Petty on music's 'angel whores,' greedy execs
By Tom Moon
The Philadelphia Inquirer - October 6, 2002

Is America willing to spend its hard-earned cash to hear a rock star rail about how craven pop culture has become? Tom Petty is about to find out.

On his acidic concept album The Last DJ, which arrives Tuesday, the famously laid-back, Florida-born rocker bemoans an entertainment industry that markets soft-porn "angel whores" and executives whose mantra is "You get to be famous, I get to be rich."

In songs plainspoken and devastatingly direct, Petty laments the corporatization of radio and the greed that stunts artistic careers, the worship of false American Idols, and the profit-at-any-cost orientation that derailed Enron and, he believes, exists throughout the business world.

"It's reached absurd levels," Petty said last week of the cynicism that pervades the entertainment industry. "When you're creating your pop stars on a game show on TV, you know something's wrong. Not only are you really insulting people who have put their [lives] into their art," he said, but it cheats the audience.

"We've had generations and generations who have lived with less and less quality in art. As a result, their expectations aren't very high. . . . Corporations like America as dumb as it can possibly be, and that's hurting us, as a people and a culture."

Petty's concerns have been voiced by many artists of late, but he is among the first to address them in his music. Several songs on The Last DJ (Warner Bros. ★★★) take up issues specific to the music industry. The title track complains about radio conglomerates that stifle innovation with restrictive playlists and endless focus-group research, while "Money Becomes King" derides fat-cat "golden circle" concert seating.

Petty said he was inspired to write the latter - which has a fan in the nosebleed seats looking at his favorite artist on the Jumbotron and observing, "I saw his face in close-up, trying to give it all he had/sometimes his eyes betrayed him, you could see that he was sad" - after watching VIPs in the exclusive seats near the stage.

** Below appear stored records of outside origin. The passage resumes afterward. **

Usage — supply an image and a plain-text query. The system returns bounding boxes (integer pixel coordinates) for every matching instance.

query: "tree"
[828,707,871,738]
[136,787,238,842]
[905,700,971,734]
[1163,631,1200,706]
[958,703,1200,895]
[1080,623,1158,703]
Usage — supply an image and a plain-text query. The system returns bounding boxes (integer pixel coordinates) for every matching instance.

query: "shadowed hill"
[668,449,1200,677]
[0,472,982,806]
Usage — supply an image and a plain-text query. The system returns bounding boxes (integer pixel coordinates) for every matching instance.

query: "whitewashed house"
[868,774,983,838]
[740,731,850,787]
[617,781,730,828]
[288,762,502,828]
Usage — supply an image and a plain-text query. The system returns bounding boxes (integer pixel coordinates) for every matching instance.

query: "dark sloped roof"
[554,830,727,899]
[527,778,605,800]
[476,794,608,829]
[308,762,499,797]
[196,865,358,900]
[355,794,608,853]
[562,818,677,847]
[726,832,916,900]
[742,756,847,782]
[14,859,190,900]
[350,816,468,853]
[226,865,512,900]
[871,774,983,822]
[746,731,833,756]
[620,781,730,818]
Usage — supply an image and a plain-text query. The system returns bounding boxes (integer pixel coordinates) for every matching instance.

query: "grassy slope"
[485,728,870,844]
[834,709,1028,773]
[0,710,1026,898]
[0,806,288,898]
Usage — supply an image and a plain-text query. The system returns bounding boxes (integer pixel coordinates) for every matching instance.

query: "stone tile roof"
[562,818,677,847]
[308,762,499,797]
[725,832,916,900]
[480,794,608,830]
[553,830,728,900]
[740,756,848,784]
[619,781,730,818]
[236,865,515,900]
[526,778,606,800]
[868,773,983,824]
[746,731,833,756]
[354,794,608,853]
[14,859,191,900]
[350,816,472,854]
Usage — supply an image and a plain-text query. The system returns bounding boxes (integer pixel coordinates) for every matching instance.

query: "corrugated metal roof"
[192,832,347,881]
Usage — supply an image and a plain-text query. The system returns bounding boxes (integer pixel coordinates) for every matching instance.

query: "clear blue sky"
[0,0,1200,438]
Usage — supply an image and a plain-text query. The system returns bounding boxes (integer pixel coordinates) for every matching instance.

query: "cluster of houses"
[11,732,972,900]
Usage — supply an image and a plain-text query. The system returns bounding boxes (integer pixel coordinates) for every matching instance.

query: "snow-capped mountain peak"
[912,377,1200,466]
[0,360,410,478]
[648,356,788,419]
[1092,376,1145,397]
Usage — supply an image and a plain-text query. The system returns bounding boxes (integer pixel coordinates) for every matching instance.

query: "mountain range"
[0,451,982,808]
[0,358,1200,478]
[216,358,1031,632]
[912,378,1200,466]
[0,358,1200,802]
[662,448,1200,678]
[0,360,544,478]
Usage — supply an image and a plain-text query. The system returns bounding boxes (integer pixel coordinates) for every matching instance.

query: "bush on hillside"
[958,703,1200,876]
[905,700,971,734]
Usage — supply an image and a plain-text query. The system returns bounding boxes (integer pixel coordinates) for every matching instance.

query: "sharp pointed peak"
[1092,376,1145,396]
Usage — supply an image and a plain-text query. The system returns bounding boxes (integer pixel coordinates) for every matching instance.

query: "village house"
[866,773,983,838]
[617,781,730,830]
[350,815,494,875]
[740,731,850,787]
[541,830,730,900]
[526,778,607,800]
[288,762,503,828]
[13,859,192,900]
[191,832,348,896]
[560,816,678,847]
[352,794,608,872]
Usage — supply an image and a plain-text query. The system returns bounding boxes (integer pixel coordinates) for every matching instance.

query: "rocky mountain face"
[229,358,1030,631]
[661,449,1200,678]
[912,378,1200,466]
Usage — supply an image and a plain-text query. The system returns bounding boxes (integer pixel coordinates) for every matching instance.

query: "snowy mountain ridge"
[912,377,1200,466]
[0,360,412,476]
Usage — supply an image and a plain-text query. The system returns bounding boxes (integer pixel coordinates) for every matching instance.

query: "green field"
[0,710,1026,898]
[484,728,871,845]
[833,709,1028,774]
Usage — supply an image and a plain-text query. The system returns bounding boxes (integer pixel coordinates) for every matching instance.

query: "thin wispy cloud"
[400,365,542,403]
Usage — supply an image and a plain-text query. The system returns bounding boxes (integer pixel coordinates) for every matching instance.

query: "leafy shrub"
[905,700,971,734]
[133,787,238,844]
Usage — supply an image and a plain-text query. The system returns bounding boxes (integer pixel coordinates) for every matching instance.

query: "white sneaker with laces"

"These people really aren't that interested in the show," observed Petty, 51, who says there will be no high-roller seating on his forthcoming tour with the Heartbreakers.

They're "trying to show they're above anybody else, like they have some edge on other people. A rock concert is the last place we need to see that. In the '60s, that vibe would have been laughed at."

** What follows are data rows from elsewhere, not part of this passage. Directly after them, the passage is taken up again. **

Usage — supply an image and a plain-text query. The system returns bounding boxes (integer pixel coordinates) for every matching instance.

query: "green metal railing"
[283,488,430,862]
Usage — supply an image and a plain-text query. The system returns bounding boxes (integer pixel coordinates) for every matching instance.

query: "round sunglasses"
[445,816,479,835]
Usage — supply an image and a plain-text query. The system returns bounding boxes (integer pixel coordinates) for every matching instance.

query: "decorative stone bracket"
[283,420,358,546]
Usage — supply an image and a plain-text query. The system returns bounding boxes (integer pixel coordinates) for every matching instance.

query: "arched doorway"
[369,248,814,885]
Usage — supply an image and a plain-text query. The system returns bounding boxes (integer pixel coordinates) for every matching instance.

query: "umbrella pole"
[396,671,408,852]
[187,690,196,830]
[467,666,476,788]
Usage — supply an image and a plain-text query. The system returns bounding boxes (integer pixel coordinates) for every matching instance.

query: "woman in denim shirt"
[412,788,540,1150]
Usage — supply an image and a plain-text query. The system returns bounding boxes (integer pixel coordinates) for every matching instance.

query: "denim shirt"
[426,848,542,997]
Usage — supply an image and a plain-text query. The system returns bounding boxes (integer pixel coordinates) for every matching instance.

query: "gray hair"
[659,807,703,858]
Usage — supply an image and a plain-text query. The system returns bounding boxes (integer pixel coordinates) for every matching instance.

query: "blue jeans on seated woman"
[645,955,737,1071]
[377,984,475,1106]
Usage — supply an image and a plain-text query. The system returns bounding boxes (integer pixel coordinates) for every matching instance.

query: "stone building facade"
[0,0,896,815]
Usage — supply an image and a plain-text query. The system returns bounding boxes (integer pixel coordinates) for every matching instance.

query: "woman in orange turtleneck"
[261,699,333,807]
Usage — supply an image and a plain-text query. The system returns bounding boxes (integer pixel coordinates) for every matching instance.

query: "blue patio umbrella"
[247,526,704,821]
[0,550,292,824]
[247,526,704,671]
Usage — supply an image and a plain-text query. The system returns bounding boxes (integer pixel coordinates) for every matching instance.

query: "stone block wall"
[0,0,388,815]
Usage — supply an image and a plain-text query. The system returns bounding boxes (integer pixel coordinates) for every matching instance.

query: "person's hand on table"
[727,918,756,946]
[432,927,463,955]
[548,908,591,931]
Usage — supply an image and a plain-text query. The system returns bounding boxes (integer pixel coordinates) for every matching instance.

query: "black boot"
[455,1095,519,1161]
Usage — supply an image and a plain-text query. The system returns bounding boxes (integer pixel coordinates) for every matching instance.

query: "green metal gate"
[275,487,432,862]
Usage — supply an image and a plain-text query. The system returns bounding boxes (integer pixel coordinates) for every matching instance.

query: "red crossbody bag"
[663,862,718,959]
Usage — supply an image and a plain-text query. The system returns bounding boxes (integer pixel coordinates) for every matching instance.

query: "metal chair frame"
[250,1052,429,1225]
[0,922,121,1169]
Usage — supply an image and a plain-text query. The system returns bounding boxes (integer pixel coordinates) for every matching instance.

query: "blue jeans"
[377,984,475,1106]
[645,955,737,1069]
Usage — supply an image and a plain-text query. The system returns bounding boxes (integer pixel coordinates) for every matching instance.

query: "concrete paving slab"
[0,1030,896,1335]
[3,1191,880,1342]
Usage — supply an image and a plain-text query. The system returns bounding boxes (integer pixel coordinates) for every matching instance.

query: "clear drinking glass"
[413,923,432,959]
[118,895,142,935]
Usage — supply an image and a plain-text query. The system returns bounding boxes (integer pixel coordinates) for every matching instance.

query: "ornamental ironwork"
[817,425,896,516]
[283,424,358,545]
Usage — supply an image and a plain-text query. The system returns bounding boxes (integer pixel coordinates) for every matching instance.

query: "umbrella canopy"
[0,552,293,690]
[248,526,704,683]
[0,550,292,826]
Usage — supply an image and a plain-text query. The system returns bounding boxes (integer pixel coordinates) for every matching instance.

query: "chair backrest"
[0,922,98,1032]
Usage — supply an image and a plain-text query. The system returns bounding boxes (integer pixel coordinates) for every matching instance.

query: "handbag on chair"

For all of Petty's dismay, which is expressed in elegant couplets and deliberately off-key ravings that lampoon the unctuous patter of executives, it would be a mistake to think he is railing about just one industry.

"You could substitute any business. We have the mentality out there today of wanting to make any dime possible in any market endeavor. The idea of doing something creative and good is acceptable if it brings in the cash . . . no matter what the cost to our self-esteem."

Though he concedes it's difficult for middle managers to defy the party line, he believes the quest for profit has rendered qualities such as character and integrity meaningless.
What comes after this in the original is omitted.